Read Eternal Spring (A Young Adult Short Story Collection) Page 23


  Two cigarettes later, and the scent of tobacco smoke wanes in my nostrils in favor of true fire. For a moment I’m elated, and then I realize the origin, as rot joins the mix.

  In storybooks and movies, magic lets you see the secret path, the hidden sprite. It lets you hear the sound of fairy music, or the voices of the dead.

  My magic stinks. Unicorns stink. They smell of soot and stagnant water. Of death that comes by suffocation or incineration. I wonder if those are preferable to the one I always figured awaited me, somewhere on the end of a unicorn’s horn.

  The magic makes it impossible for a unicorn to sneak up on you. Your mind smells them from miles away. Today, however, I’m grateful. If it weren’t for the stench heralding his arrival, I’d have jumped from my skin when he spoke.

  Daughter of Alexander.

  I flick some ash and keep smoking, steeling myself for the sight of him.
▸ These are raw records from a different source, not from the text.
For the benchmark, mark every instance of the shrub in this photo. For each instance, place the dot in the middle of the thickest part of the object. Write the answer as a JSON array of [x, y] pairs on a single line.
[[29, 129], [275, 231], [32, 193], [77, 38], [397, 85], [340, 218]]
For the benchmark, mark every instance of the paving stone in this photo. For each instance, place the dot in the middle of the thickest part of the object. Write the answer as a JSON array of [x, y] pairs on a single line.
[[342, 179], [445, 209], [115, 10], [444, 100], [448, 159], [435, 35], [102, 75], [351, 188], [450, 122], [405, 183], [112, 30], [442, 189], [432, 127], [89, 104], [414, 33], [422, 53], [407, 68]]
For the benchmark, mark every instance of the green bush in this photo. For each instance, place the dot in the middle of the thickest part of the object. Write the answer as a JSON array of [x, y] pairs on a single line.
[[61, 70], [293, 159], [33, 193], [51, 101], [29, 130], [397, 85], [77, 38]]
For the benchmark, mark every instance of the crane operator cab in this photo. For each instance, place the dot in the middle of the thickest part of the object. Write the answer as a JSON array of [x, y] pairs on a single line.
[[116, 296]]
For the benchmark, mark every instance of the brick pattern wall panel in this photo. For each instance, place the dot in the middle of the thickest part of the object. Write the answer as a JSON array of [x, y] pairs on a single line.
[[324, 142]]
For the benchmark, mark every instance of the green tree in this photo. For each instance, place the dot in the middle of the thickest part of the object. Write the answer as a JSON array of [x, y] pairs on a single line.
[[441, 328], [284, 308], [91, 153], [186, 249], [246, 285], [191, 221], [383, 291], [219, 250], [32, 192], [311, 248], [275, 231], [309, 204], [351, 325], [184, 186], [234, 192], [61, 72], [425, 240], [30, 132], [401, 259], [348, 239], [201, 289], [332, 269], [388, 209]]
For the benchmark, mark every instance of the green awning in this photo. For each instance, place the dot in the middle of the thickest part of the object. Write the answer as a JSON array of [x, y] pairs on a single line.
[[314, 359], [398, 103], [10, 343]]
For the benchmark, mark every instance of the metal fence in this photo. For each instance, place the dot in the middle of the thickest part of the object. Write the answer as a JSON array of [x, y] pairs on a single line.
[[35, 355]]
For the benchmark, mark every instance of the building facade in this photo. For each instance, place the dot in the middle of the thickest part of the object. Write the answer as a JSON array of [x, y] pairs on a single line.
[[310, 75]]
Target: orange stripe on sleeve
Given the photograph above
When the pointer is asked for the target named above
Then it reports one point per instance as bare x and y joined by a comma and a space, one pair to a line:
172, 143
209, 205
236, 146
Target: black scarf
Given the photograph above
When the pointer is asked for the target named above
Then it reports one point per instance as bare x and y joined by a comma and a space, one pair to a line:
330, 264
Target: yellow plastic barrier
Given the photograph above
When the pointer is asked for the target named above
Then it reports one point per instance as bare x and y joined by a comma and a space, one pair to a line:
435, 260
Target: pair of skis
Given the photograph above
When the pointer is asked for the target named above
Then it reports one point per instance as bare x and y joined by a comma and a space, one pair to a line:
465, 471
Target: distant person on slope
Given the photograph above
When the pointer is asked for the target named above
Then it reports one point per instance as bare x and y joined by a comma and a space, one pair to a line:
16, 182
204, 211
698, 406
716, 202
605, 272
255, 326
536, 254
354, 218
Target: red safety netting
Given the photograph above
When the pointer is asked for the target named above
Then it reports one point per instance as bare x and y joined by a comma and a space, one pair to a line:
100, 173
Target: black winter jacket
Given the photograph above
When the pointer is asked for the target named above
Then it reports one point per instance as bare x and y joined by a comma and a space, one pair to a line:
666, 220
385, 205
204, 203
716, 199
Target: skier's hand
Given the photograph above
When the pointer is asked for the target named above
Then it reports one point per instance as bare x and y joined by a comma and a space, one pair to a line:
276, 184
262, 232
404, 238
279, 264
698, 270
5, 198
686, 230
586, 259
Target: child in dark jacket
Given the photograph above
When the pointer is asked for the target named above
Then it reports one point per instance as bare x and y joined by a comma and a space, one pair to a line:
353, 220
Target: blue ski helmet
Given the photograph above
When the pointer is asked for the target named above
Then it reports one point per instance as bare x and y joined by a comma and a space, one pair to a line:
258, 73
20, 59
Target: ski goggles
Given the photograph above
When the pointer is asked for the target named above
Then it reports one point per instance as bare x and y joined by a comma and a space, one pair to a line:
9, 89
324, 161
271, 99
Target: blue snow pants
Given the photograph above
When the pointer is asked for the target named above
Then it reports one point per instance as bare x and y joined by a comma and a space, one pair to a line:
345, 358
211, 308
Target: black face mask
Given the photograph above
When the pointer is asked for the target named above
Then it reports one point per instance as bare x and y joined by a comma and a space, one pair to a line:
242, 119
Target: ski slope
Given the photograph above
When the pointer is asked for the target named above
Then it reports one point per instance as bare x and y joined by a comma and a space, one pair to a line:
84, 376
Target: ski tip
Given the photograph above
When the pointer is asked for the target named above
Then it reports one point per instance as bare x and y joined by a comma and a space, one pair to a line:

I have my crossbow, but it didn’t even pierce his skin last time. Some part of me, some tiny traitorous part, must have been waiting for him.

  Seconds later, there he is, bigger—always bigger than I expect. Bigger than the pictures in the books, or the statue in the rotunda, or the nightmares Ursula’s been having for the better part of a year. Big, bigger biggest.

  “The name’s Melissende, Bucephalus.” I nod at the unicorn. His voice in my head reminds me of my father’s. I’m sure that’s what he intends.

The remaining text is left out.